The Tomorrow War

I used my twitter feed as a guide to write this review, as I used my friends’ patience as a sounding board for my livestreamed mania as I blundered through The Tomorrow War, furiously screaming into the abyss of the internet, eager for someone’s attention – or better yet, validation. Best case scenario, Chris Pratt reads my review and agrees to elope <3.

The  movie is fun. It is undoubtedly, irrefutably fun. Guns, explosions, sci fi, pretty blonde women, pretty Chris Pratt. The whole nine. It’s dumb, but it’s fun. They take a fairly complex (but also somehow overdone??) time travel concept, mix in a dash of Traditional Dad Trope (TDT), and a heavy serving of basic bitch cis white male heroism (BBCWMH). It’s not offensive, it’s just boring.

The creature design is unique, and the way they introduce the overwhelming threat is unique in that they don’t blow their load too quickly. But when they do blow, they blow hard. We get these white, snarling, squiggly tailed creatures swarming all over the screen, completely dominating the shot with their presence. You can almost smell these disgusting, white creatures and their entrails.

Seriously though, it gets to be a bit much a bit too quick. I don’t know what the right solution is though, because the Whitespike monster ramps up exponentially in its quantity on screen. We go from one monster, to three, to a dozen, to a tidal wave horde of Whitespikes, but if we didn’t the movie wouldn’t make sense. It’s a damned if you do, damned if you don’t situation, so I don’t really blame them.

Chris Pratt gets to be the hunky dad type who literally ziplines out of helicopters while shooting monsters, and becomes the de facto leader of a group of sidekicks. Who mostly happen to be black. That was weird. In the end, pretty much all the black people die, and the remaining black guy is relegated to comic relief. Meanwhile, the two white macho manly menly men save the day with lots of gunfire and one line zingers that reminded me of the climax of X-Men Origins: Wolverine, the opening scene of National Treasure, and some other third thing to make this run on sentence end nicely.

The movie isn’t special. Unfortunately, it’s another bland blah summer mind numbing blockbuster. They rip off the World War Z movie poster with that cat and the zombies and the helicopter. The most creative thing was a stupid shirt Chris wore. Most of everything else just felt like a cut and paste action flick with a heavy dose of CGI.

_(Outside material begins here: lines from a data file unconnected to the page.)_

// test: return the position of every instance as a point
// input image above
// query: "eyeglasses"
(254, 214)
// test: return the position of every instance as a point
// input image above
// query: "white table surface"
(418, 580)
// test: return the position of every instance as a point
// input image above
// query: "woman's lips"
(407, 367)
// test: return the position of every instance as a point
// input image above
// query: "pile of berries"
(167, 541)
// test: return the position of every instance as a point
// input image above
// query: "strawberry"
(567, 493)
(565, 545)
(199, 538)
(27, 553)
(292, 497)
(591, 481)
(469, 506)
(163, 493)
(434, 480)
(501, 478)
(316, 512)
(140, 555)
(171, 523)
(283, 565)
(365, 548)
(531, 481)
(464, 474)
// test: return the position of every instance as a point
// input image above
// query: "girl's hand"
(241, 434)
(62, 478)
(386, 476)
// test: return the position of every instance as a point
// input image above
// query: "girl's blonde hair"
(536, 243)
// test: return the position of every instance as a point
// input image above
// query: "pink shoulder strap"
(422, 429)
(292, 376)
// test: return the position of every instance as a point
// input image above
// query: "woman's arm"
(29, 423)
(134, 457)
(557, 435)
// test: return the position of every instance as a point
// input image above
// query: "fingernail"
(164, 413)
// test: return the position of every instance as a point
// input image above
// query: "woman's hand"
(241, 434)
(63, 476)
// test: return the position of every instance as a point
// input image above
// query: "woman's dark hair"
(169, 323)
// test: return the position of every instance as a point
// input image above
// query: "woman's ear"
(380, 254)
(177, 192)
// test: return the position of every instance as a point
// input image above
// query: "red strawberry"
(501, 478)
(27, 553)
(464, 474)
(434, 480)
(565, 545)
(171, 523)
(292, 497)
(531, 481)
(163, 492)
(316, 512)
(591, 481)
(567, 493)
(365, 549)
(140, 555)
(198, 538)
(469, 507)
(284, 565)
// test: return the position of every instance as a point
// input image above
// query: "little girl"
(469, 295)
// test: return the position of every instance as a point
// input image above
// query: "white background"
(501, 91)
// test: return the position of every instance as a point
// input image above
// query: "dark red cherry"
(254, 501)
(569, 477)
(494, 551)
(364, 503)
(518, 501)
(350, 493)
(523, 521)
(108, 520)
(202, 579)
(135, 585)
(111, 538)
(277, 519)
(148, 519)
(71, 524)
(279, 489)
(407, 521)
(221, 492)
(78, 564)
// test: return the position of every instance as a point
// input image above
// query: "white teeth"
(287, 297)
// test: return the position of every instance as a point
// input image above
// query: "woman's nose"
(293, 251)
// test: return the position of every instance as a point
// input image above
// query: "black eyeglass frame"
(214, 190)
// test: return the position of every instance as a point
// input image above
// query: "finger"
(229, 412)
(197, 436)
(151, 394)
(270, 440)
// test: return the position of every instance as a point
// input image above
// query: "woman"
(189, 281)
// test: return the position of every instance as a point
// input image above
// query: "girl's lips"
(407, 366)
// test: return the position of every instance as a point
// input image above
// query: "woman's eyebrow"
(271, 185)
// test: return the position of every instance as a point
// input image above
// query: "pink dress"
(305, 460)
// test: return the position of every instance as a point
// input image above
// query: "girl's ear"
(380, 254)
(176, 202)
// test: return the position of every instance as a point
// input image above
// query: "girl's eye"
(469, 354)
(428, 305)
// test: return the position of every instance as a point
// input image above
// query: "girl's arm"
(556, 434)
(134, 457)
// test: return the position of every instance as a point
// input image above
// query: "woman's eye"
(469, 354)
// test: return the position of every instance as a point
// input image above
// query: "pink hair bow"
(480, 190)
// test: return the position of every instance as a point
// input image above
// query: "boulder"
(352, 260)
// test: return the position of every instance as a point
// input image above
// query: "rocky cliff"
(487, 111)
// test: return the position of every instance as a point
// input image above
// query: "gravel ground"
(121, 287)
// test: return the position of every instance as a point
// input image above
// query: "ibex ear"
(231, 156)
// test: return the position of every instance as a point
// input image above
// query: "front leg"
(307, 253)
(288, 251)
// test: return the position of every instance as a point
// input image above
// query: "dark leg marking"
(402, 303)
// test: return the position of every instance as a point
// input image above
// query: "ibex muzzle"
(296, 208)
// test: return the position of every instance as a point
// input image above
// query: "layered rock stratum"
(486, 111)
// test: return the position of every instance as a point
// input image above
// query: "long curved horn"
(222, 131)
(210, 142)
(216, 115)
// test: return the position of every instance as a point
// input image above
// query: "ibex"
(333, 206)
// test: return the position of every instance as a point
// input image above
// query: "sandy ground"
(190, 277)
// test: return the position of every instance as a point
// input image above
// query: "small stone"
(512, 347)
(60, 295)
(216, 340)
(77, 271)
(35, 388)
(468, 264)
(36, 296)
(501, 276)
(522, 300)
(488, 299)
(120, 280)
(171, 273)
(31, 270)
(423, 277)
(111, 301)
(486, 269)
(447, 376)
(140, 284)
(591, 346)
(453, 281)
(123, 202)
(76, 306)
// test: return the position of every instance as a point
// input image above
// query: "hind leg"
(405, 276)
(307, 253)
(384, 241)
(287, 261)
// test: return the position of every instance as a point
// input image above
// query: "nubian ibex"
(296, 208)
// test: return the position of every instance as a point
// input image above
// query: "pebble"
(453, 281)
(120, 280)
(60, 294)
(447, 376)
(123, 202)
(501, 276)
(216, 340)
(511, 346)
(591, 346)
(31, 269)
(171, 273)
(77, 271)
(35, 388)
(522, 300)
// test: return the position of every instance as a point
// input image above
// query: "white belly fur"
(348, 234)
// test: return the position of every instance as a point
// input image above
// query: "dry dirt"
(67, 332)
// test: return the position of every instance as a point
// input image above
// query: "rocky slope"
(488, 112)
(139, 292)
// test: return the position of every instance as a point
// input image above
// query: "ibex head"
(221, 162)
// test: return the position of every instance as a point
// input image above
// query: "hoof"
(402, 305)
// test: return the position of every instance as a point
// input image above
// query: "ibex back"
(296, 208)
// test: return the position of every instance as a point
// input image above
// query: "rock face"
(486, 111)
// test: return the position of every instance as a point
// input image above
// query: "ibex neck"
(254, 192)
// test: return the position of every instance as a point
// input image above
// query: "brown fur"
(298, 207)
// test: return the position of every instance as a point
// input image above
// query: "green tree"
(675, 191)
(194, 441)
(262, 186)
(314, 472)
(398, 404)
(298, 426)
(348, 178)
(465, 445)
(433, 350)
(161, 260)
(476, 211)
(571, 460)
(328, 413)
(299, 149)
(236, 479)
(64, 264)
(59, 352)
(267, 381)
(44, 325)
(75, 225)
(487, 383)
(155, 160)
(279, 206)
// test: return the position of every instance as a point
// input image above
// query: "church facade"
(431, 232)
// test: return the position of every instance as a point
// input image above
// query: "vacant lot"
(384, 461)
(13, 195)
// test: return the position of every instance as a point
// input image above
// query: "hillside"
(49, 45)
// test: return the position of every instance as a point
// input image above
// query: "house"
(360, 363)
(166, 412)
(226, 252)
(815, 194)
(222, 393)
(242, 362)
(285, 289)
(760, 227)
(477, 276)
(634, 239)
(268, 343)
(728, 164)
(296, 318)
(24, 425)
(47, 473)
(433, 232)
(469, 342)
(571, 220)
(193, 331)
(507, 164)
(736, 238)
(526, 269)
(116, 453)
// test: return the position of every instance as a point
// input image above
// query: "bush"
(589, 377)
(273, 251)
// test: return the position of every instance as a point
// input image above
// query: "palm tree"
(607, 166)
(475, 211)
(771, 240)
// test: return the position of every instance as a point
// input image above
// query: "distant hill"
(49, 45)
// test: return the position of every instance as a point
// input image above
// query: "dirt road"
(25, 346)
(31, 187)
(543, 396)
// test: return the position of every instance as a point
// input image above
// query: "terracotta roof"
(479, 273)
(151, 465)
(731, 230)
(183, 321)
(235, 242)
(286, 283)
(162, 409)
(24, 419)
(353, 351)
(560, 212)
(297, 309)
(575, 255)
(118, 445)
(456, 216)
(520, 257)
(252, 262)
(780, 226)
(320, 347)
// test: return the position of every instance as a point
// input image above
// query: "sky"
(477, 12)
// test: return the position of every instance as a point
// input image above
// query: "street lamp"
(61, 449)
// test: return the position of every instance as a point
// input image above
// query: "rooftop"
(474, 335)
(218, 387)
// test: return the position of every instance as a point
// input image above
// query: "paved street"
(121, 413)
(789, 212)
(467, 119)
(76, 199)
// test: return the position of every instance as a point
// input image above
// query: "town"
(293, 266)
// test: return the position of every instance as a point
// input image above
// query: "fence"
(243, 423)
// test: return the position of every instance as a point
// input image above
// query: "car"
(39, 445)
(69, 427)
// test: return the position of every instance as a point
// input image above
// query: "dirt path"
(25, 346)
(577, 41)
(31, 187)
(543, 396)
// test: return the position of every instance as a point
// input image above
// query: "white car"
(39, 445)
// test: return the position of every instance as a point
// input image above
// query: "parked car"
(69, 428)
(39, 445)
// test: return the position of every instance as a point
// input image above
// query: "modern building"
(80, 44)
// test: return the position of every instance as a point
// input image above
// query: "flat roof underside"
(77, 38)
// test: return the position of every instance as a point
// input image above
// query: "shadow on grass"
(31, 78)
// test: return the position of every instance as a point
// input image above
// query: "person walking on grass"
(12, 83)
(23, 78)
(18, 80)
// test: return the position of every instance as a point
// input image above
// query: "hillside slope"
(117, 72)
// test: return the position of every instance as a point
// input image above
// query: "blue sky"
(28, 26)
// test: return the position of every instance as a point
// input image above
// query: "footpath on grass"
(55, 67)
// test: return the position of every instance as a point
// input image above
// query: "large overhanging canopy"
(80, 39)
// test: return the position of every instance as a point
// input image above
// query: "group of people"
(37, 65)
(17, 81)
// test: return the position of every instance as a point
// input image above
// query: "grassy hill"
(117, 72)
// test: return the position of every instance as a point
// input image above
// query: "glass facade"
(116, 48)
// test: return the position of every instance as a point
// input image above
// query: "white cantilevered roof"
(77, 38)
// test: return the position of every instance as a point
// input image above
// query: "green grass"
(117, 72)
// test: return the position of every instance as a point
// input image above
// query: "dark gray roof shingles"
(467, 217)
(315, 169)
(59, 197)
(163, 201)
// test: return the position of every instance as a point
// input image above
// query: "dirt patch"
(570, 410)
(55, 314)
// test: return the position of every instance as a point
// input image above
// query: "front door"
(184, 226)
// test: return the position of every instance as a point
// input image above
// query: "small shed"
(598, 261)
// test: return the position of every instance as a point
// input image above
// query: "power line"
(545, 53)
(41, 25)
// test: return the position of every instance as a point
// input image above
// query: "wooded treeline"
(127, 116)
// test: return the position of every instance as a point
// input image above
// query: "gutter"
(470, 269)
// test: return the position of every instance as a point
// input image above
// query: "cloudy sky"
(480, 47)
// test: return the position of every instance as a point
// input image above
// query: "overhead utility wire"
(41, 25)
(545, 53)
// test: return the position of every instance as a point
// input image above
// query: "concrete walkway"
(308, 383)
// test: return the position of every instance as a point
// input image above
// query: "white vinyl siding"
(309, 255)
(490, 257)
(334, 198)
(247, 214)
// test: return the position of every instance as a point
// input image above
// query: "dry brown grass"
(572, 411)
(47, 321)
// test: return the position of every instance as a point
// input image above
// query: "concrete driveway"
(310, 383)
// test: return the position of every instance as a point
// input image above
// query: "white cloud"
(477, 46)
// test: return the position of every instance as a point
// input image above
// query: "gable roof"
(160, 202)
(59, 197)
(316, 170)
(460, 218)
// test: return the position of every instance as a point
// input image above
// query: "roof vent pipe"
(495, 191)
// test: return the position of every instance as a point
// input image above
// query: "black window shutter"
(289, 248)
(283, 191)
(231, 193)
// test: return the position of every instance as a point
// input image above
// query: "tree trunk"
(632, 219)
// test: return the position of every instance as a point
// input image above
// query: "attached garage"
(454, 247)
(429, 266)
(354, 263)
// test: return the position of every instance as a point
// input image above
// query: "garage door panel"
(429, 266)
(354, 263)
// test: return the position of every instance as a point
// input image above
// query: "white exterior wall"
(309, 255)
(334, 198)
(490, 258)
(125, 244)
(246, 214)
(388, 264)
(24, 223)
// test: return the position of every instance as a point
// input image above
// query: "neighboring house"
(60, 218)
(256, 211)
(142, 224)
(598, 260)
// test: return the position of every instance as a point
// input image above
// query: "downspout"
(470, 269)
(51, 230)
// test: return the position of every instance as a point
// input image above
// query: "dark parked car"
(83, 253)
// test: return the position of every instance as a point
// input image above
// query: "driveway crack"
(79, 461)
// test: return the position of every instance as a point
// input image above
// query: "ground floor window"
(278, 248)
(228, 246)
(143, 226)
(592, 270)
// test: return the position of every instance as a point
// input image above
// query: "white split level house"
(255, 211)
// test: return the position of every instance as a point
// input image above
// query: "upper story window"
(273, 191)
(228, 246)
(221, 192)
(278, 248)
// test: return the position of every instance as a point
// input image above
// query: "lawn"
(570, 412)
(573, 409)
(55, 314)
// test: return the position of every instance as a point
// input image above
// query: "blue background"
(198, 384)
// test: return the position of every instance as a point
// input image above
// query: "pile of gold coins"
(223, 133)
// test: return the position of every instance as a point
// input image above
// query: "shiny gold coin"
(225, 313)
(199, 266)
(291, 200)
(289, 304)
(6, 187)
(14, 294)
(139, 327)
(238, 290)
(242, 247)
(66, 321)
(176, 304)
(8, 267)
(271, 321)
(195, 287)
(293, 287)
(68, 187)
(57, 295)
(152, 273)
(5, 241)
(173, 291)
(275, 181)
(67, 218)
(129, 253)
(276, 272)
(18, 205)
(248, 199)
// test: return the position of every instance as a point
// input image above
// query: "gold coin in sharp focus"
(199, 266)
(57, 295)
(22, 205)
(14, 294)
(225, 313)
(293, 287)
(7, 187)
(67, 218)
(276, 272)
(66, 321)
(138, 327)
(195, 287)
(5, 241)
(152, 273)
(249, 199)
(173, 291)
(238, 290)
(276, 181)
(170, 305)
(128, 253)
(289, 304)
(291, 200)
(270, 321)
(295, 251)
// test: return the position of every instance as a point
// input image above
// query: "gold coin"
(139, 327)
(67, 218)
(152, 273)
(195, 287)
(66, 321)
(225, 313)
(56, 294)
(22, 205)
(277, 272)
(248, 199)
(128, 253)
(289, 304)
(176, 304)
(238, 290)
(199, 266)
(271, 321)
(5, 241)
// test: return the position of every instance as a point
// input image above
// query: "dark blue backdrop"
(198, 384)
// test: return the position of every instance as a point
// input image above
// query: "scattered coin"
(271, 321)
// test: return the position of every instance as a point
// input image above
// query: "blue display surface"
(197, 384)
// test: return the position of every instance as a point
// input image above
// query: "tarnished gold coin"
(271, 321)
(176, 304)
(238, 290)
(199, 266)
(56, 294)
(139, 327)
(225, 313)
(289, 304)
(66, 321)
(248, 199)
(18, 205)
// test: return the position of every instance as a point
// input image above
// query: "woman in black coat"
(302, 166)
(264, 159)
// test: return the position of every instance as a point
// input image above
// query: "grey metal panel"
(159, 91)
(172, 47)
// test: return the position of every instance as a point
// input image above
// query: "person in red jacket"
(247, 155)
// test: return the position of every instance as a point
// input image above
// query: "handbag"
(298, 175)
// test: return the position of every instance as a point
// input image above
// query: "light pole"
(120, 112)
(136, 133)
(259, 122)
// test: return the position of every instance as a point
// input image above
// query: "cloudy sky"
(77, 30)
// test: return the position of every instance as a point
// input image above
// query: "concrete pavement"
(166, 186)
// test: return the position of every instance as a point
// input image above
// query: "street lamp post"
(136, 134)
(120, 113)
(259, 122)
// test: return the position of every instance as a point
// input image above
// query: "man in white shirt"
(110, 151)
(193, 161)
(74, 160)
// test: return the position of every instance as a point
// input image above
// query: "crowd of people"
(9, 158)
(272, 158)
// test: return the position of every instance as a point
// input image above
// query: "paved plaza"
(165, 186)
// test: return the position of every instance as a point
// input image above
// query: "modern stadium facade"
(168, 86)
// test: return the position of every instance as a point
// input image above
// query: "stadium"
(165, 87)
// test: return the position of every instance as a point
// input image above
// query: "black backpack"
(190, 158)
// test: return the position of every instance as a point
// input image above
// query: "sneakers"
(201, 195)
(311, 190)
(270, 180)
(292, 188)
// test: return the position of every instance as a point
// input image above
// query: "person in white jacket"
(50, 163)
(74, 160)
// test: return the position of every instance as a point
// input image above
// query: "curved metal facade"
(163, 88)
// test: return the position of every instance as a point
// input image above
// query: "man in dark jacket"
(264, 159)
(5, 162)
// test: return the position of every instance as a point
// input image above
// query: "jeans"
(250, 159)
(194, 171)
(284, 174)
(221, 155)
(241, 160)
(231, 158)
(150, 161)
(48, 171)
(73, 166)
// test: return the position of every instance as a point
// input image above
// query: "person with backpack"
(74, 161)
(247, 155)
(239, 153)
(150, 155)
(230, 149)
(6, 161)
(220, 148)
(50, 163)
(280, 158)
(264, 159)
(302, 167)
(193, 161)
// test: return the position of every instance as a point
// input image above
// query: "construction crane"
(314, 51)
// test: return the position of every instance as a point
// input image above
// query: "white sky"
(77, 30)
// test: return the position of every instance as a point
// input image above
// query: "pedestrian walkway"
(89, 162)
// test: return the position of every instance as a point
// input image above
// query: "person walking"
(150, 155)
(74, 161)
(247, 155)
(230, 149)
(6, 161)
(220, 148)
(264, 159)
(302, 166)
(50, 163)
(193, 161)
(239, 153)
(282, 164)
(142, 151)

The soundtrack is good as it’s edited into the movie. Lorne Balf’s work elevates the movie to a truly cinematic experience, and ties together the flick with a nice, grand bow. It’s fitting, uncompromising and perfect for the movie. It isn’t his best work, but it’s far from his worst. The iconic music that plays in the best action scenes, however, isn’t that prevalent in the OST, which is a bummer. 

To sum things up, if you miss this movie, you’re not missing out. If you do watch this movie, shut off your brain and just enjoy the spectacle. If you’ve got a big TV and a good sound system, all the better. If you can somehow watch it in theaters, you’ll probably get the best experience. 4/10. I can’t remember where, but I swear I saw a movie with another hunky macho action star involving time travel, the end of the world, male creatures that rip apart our forces, and needing to kill the female to save the world. 

You can stream The Tomorrow War on Amazon Prime.